# Scraping Data from Goodreads.com

In [None]:
import requests
import time
import pandas as pd
import numpy as np

from bs4 import BeautifulSoup
from GoodReadsScraper import GoodReadsScraper

First I import another jupyter notebook to have list of ISBNs and metadata about books

In [None]:
# Importing df_final from other notebook
%run "..\data\\isbn13_list.ipynb"

With available list of ISBNs and Dataframe with books metadata I start:
### Web Scraping

First we check if _bestsellers_ dataframe with _ISBNs_ is defined and is not empty.
Otherwise raise the `ValueError`.

In [None]:
if df_final is not None:
    df1 = df_final
    isbns = df_final['isbn13']
else:
    raise ValueError('variables not found...')
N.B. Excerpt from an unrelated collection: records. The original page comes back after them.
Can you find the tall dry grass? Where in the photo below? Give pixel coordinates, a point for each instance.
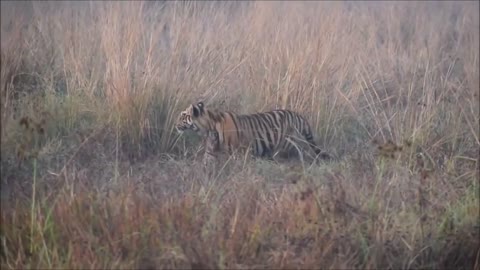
(94, 176)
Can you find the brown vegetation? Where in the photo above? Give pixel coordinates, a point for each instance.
(95, 176)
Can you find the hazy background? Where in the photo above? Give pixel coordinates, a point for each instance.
(90, 92)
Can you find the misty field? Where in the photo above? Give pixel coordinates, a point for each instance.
(94, 175)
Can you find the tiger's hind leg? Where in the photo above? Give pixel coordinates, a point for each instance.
(212, 146)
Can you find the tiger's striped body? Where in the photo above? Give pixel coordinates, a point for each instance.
(265, 134)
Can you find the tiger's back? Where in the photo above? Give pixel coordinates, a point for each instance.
(266, 134)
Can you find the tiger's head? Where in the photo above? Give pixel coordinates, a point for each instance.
(195, 117)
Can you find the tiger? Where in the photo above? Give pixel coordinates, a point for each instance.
(266, 134)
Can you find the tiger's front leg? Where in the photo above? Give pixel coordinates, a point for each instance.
(211, 149)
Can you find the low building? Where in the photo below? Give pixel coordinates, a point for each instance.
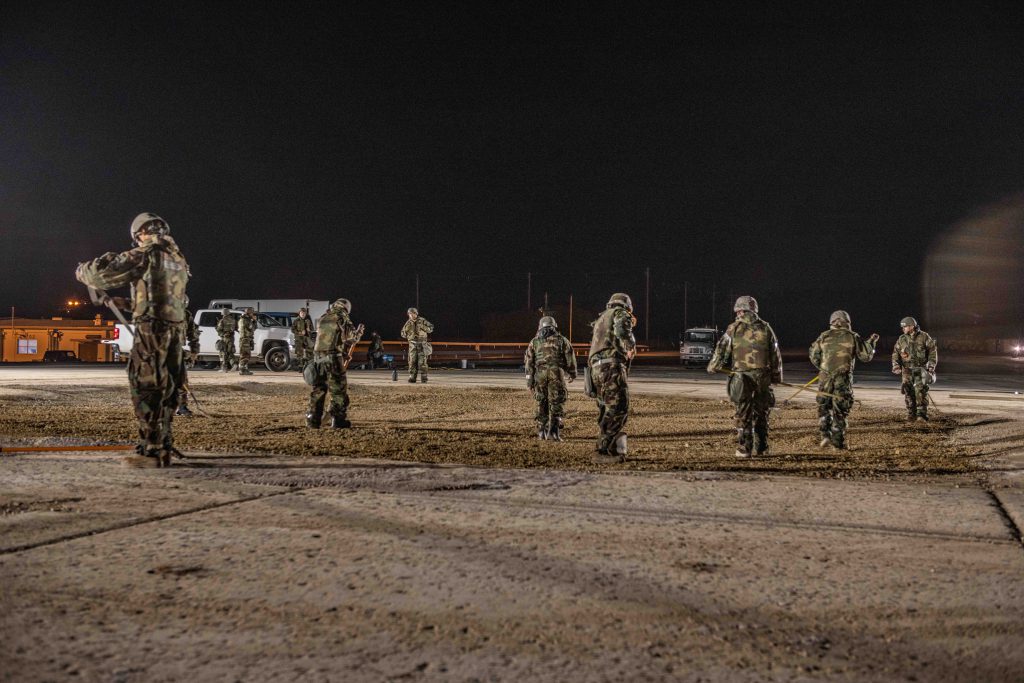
(25, 340)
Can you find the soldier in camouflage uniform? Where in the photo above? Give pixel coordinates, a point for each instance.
(302, 330)
(335, 338)
(914, 358)
(835, 353)
(225, 343)
(749, 349)
(247, 335)
(611, 349)
(158, 273)
(416, 331)
(549, 358)
(192, 336)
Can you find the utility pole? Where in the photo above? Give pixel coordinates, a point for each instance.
(570, 319)
(714, 291)
(686, 304)
(646, 307)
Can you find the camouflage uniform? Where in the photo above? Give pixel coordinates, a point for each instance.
(548, 356)
(192, 336)
(159, 274)
(225, 344)
(335, 336)
(416, 333)
(611, 349)
(247, 334)
(914, 357)
(302, 330)
(749, 347)
(835, 353)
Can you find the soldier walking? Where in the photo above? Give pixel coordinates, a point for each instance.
(416, 332)
(375, 354)
(302, 330)
(225, 342)
(835, 353)
(611, 349)
(749, 352)
(549, 358)
(158, 273)
(914, 358)
(336, 336)
(247, 336)
(192, 336)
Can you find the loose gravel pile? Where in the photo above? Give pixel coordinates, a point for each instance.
(493, 427)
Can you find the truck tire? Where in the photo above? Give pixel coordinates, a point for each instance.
(276, 358)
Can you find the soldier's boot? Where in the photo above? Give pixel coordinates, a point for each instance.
(144, 458)
(824, 429)
(744, 442)
(760, 444)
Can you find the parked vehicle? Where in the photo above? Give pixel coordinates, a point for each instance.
(697, 345)
(283, 309)
(273, 343)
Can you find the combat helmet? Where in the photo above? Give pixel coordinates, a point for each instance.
(840, 316)
(620, 299)
(747, 303)
(151, 220)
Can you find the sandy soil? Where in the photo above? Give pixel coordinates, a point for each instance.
(493, 427)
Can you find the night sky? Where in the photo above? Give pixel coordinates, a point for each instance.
(808, 160)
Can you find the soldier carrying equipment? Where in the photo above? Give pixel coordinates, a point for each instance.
(611, 348)
(750, 348)
(835, 353)
(548, 359)
(416, 332)
(302, 330)
(914, 359)
(158, 273)
(225, 339)
(247, 334)
(336, 336)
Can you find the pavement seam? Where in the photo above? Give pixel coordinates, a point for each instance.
(710, 518)
(1007, 518)
(138, 522)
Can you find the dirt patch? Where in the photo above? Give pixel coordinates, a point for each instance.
(493, 427)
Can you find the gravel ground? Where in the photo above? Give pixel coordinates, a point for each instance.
(492, 427)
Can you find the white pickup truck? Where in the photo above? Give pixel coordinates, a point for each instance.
(273, 343)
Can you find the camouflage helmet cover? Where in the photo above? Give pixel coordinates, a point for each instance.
(620, 299)
(144, 219)
(839, 316)
(745, 303)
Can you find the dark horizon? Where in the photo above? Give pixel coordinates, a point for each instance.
(812, 162)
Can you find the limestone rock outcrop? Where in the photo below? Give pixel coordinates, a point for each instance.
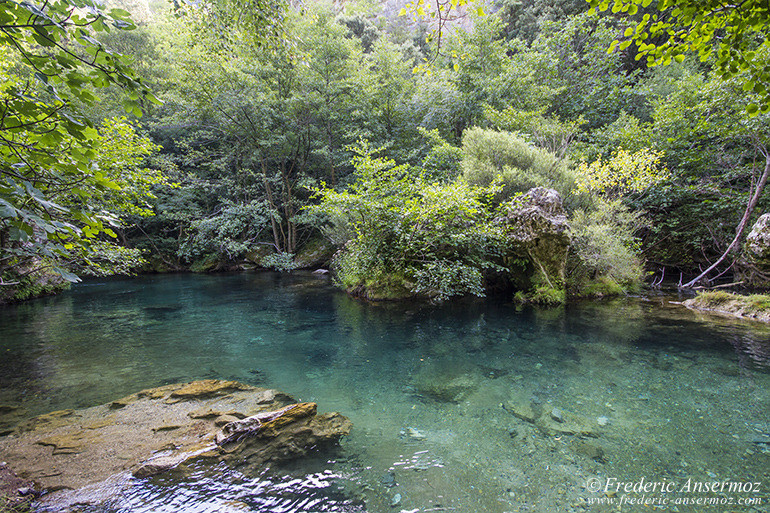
(539, 239)
(163, 428)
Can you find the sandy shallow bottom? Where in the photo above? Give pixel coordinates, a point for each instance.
(469, 407)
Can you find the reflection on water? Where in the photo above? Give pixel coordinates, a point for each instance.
(624, 389)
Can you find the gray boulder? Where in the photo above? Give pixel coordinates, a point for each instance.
(539, 240)
(758, 242)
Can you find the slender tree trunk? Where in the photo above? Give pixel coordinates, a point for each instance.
(269, 193)
(742, 226)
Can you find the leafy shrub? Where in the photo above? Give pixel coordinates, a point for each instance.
(604, 254)
(230, 232)
(622, 174)
(283, 262)
(442, 163)
(488, 154)
(412, 237)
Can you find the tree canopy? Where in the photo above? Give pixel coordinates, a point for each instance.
(730, 35)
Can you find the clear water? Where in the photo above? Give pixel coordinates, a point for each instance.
(684, 397)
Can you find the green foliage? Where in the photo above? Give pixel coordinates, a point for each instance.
(442, 163)
(547, 132)
(622, 174)
(282, 262)
(749, 304)
(489, 155)
(63, 182)
(604, 254)
(729, 35)
(412, 237)
(230, 233)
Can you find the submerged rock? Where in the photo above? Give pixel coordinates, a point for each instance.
(158, 429)
(548, 419)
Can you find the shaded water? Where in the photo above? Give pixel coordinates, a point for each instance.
(670, 395)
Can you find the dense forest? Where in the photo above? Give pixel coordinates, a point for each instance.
(390, 142)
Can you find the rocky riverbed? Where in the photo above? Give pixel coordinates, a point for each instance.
(85, 456)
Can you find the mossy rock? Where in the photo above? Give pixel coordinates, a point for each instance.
(755, 306)
(207, 264)
(316, 253)
(389, 287)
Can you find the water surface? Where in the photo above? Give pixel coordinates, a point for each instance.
(673, 396)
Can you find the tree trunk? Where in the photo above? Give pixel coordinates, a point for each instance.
(742, 225)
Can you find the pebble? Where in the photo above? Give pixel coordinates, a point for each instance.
(414, 434)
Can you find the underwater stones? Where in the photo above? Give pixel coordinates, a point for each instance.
(68, 443)
(413, 434)
(48, 421)
(445, 383)
(10, 416)
(521, 409)
(589, 449)
(205, 388)
(155, 431)
(555, 422)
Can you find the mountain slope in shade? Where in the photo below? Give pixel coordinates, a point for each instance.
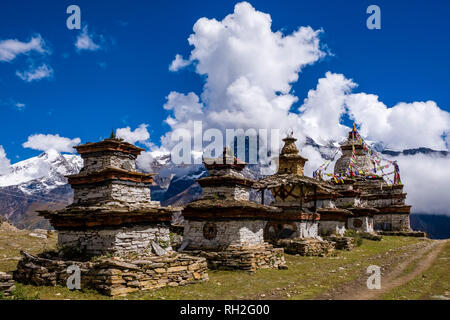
(39, 183)
(436, 226)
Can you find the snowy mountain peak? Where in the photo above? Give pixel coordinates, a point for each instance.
(49, 166)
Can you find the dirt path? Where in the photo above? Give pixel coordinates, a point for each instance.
(391, 278)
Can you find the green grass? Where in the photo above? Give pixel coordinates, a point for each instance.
(306, 277)
(433, 283)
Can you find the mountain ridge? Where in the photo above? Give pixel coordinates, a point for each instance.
(39, 182)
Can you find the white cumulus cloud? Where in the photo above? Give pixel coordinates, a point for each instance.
(140, 134)
(403, 126)
(34, 74)
(88, 41)
(249, 70)
(5, 163)
(11, 48)
(45, 142)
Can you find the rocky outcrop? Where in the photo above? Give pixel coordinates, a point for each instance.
(6, 284)
(307, 246)
(342, 243)
(241, 258)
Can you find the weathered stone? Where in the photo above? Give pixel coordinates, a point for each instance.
(115, 276)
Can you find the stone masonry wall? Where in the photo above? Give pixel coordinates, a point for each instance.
(307, 247)
(307, 229)
(365, 224)
(115, 190)
(235, 193)
(332, 227)
(115, 276)
(123, 240)
(96, 162)
(248, 259)
(238, 232)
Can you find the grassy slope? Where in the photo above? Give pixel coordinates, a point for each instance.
(306, 277)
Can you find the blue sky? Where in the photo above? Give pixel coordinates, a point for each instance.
(126, 82)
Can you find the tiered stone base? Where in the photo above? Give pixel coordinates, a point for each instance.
(6, 284)
(307, 246)
(243, 258)
(342, 243)
(419, 234)
(117, 275)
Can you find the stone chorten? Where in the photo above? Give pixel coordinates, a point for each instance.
(302, 200)
(112, 231)
(224, 226)
(290, 161)
(363, 161)
(111, 211)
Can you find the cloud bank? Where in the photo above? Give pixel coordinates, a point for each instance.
(249, 71)
(4, 162)
(11, 48)
(34, 74)
(88, 41)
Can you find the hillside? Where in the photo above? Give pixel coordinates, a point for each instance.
(412, 268)
(39, 183)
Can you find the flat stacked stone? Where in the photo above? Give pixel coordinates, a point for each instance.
(387, 202)
(223, 225)
(307, 247)
(342, 243)
(114, 276)
(297, 197)
(6, 284)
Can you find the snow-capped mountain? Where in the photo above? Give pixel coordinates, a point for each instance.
(37, 183)
(40, 183)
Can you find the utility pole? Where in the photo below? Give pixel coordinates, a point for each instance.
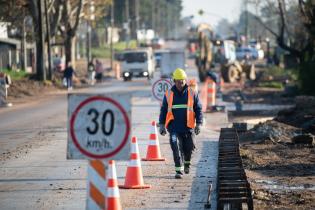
(24, 59)
(111, 35)
(48, 41)
(127, 26)
(246, 20)
(153, 15)
(89, 30)
(40, 51)
(137, 20)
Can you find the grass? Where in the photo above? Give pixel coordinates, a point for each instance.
(15, 75)
(104, 52)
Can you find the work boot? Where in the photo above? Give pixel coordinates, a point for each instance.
(186, 168)
(178, 175)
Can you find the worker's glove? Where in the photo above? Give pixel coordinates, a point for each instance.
(197, 129)
(162, 130)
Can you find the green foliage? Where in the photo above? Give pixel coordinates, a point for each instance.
(104, 52)
(271, 84)
(307, 78)
(15, 75)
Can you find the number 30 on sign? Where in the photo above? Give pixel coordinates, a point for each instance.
(98, 126)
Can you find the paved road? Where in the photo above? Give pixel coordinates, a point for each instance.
(36, 175)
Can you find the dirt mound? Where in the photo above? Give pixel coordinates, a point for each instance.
(26, 87)
(270, 130)
(301, 116)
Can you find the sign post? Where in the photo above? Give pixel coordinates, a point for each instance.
(159, 88)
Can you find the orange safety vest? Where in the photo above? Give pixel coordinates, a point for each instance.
(190, 108)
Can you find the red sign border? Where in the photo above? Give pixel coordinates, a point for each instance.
(75, 140)
(168, 81)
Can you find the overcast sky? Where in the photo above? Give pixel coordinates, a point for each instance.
(214, 10)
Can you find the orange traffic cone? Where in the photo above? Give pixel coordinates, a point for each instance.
(211, 95)
(153, 152)
(113, 198)
(134, 179)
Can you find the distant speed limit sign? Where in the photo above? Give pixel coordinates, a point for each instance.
(99, 126)
(159, 88)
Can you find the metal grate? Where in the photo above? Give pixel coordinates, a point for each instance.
(233, 187)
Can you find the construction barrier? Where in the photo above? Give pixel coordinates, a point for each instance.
(96, 185)
(134, 178)
(5, 81)
(112, 196)
(153, 151)
(211, 92)
(117, 70)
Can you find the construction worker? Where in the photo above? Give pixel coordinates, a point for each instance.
(182, 117)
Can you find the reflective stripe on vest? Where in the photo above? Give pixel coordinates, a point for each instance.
(190, 110)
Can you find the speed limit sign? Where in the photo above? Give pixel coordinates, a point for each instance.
(159, 88)
(98, 126)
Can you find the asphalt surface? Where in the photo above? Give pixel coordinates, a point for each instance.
(35, 173)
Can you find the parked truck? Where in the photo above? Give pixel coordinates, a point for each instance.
(170, 60)
(138, 63)
(231, 69)
(211, 51)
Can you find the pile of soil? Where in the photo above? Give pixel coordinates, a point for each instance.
(27, 88)
(282, 172)
(301, 116)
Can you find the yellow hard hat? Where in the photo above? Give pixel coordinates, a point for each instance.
(179, 74)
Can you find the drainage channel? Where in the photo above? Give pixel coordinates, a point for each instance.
(233, 188)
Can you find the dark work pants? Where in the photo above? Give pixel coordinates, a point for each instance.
(182, 145)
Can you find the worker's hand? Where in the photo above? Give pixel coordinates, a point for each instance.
(162, 130)
(197, 129)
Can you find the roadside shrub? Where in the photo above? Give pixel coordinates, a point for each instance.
(307, 78)
(271, 84)
(15, 75)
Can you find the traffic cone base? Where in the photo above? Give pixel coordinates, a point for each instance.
(113, 197)
(153, 151)
(135, 181)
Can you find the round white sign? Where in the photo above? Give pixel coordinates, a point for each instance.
(99, 127)
(159, 88)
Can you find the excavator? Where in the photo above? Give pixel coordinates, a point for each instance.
(211, 51)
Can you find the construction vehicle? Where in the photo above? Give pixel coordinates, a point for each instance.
(231, 69)
(211, 51)
(171, 59)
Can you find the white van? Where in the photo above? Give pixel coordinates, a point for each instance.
(138, 63)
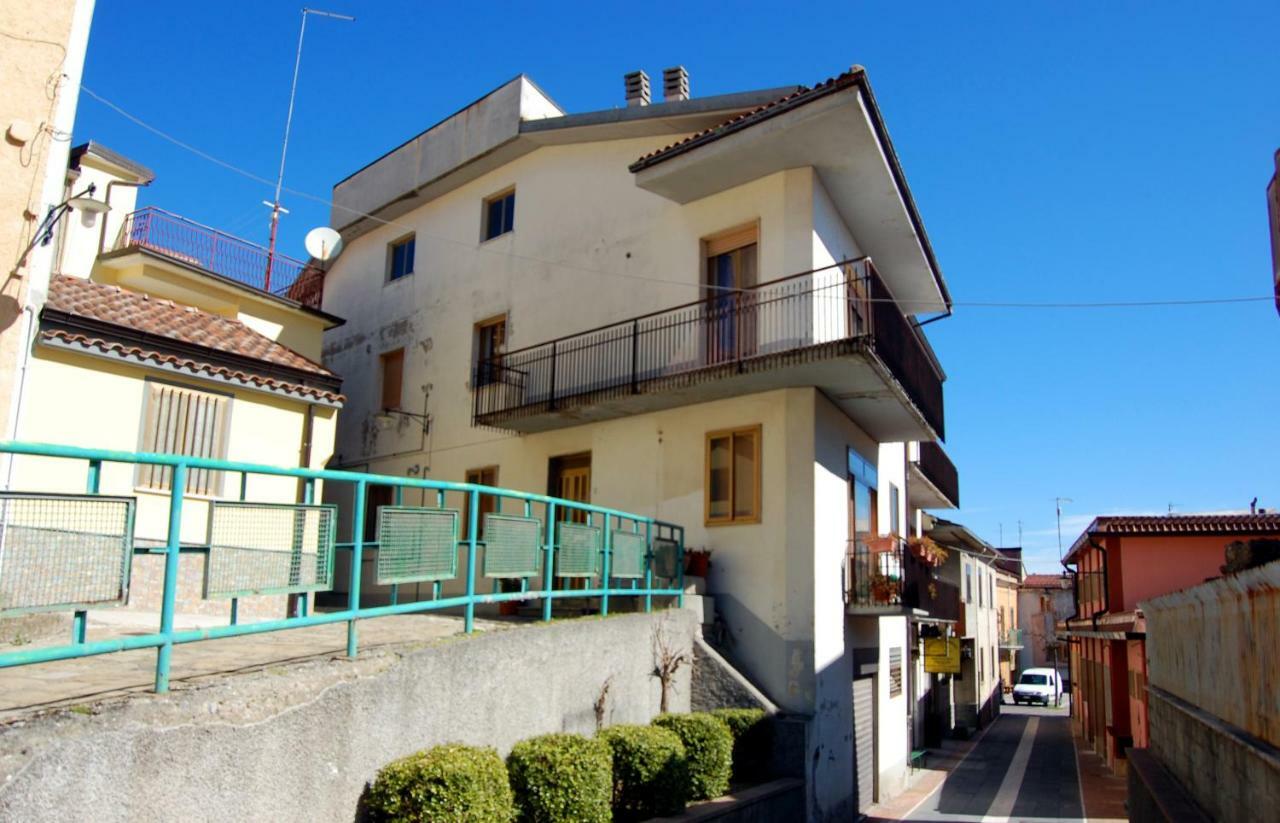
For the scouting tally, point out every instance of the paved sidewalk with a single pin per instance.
(1024, 767)
(31, 689)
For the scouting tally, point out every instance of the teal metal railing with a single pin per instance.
(650, 552)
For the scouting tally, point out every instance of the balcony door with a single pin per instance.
(731, 311)
(570, 479)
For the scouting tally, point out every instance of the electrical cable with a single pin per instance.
(257, 178)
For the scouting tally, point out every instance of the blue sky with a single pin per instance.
(1084, 151)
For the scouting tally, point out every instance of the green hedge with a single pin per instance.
(562, 778)
(650, 776)
(451, 782)
(753, 741)
(708, 749)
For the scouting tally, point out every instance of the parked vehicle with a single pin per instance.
(1038, 685)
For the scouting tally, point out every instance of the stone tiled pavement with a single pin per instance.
(1024, 767)
(28, 689)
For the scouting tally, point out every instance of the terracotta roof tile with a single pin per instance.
(164, 318)
(1047, 581)
(142, 314)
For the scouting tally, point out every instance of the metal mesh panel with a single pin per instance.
(579, 551)
(60, 552)
(269, 548)
(666, 558)
(416, 544)
(629, 551)
(512, 545)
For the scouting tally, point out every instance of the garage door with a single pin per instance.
(864, 741)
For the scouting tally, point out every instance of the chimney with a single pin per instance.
(675, 83)
(638, 88)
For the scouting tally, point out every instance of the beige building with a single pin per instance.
(156, 337)
(668, 309)
(41, 59)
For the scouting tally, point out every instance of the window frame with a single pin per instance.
(478, 332)
(391, 257)
(732, 519)
(508, 218)
(382, 379)
(214, 483)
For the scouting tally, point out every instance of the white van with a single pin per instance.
(1038, 685)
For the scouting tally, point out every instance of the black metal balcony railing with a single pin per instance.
(874, 572)
(837, 310)
(940, 470)
(228, 256)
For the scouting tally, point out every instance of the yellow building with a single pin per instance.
(41, 59)
(160, 334)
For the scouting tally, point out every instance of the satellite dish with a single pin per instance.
(323, 243)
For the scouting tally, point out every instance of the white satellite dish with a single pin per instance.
(323, 243)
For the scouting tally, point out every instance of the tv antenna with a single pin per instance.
(284, 149)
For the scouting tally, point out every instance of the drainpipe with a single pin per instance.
(1106, 588)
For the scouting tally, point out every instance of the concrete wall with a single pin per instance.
(301, 745)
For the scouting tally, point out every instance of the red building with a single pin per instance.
(1118, 563)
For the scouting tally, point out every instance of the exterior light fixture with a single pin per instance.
(45, 232)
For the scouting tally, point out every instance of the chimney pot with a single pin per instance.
(638, 88)
(675, 83)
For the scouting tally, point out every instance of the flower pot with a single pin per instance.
(698, 563)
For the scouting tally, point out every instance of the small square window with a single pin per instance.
(400, 257)
(499, 215)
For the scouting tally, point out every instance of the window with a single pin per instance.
(734, 476)
(487, 476)
(400, 257)
(183, 421)
(499, 215)
(393, 378)
(490, 341)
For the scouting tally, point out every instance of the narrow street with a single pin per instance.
(1024, 767)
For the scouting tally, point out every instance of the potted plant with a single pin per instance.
(927, 551)
(698, 562)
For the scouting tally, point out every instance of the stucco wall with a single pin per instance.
(1216, 647)
(264, 429)
(301, 744)
(48, 41)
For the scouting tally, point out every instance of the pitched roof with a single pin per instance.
(138, 327)
(1047, 581)
(753, 117)
(1180, 525)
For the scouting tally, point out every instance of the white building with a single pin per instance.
(698, 309)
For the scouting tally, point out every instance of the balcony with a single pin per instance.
(1011, 639)
(874, 576)
(836, 328)
(938, 481)
(222, 255)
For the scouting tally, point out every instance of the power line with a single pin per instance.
(561, 264)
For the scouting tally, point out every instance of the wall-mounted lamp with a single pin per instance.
(83, 201)
(388, 415)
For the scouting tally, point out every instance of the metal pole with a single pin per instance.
(357, 558)
(170, 575)
(472, 524)
(284, 146)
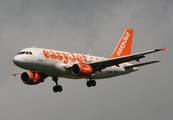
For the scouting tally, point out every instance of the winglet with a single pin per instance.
(164, 49)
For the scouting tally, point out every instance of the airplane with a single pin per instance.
(41, 63)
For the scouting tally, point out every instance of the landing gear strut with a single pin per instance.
(91, 82)
(56, 88)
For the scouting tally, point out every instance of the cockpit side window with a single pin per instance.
(30, 53)
(25, 52)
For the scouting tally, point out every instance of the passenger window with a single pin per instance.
(30, 53)
(22, 52)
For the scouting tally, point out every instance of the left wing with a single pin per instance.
(98, 65)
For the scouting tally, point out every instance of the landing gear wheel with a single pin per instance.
(91, 83)
(57, 88)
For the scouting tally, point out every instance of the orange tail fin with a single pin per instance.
(124, 45)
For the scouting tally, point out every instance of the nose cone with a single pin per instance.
(17, 60)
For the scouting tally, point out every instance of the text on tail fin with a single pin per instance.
(124, 45)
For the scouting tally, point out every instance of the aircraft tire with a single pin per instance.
(57, 88)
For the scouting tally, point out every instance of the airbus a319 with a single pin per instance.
(41, 63)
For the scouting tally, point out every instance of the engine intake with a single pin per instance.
(31, 78)
(81, 69)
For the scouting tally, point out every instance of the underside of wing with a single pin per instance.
(98, 65)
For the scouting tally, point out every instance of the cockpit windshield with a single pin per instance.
(25, 52)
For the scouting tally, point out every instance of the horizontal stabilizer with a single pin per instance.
(141, 64)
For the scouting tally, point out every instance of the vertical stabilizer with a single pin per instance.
(124, 45)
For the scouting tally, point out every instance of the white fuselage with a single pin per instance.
(56, 63)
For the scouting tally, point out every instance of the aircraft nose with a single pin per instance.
(17, 60)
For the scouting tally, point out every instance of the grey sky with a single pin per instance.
(93, 26)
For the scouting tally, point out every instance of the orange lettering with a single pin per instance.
(85, 58)
(91, 59)
(46, 54)
(53, 56)
(59, 56)
(97, 59)
(73, 58)
(66, 58)
(79, 58)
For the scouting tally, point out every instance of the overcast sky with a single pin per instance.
(88, 26)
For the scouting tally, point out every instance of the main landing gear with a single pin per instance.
(56, 88)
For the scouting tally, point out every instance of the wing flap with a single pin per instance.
(141, 64)
(98, 65)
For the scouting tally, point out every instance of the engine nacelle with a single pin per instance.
(31, 78)
(81, 69)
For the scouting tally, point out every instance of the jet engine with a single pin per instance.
(31, 78)
(81, 69)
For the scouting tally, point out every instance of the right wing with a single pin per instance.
(98, 65)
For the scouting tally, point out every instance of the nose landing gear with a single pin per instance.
(56, 88)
If everything is in order we proceed scraping additional data from the Goodreads.com

In [None]:
scrapped = GoodReadsScraper(isbns)
print(scrapped)

I instantiate `GoodReadsScraper`, personal module, which takes isbn numbers and scraps data for each book and stores html text as a list.

This will take some time as we are performing thousands of calls.

After scrapping is done we extract **number of pages, edition, cover picture url** and **genres** and convert them into `pandas` dataframe.

In [None]:
df2 = scrapped.data_converter()
print(df2.shape)

In [None]:
df3 = scrapped.genre_converter()
print(df3.shape)

In [None]:
df4 = scrapped.cover_url_converter()
print(df4.shape)

After all neccessary methods are executed we have four different dataframes, which we will join on _ISBN13_ number and merge into one.

In [None]:
result = df1.merge(df2, on='isbn13').merge(df3, on='isbn13').merge(df4, on='isbn13')
result.tail()

In [None]:
result.shape

In [None]:
result.info()

I have some missing values but that's ok.

Finally I save data as a pickle file.

In [None]:
# result.to_csv('complete_bestsellers.csv', index=False)
result.to_pickle('complete_bestsellers.pkl')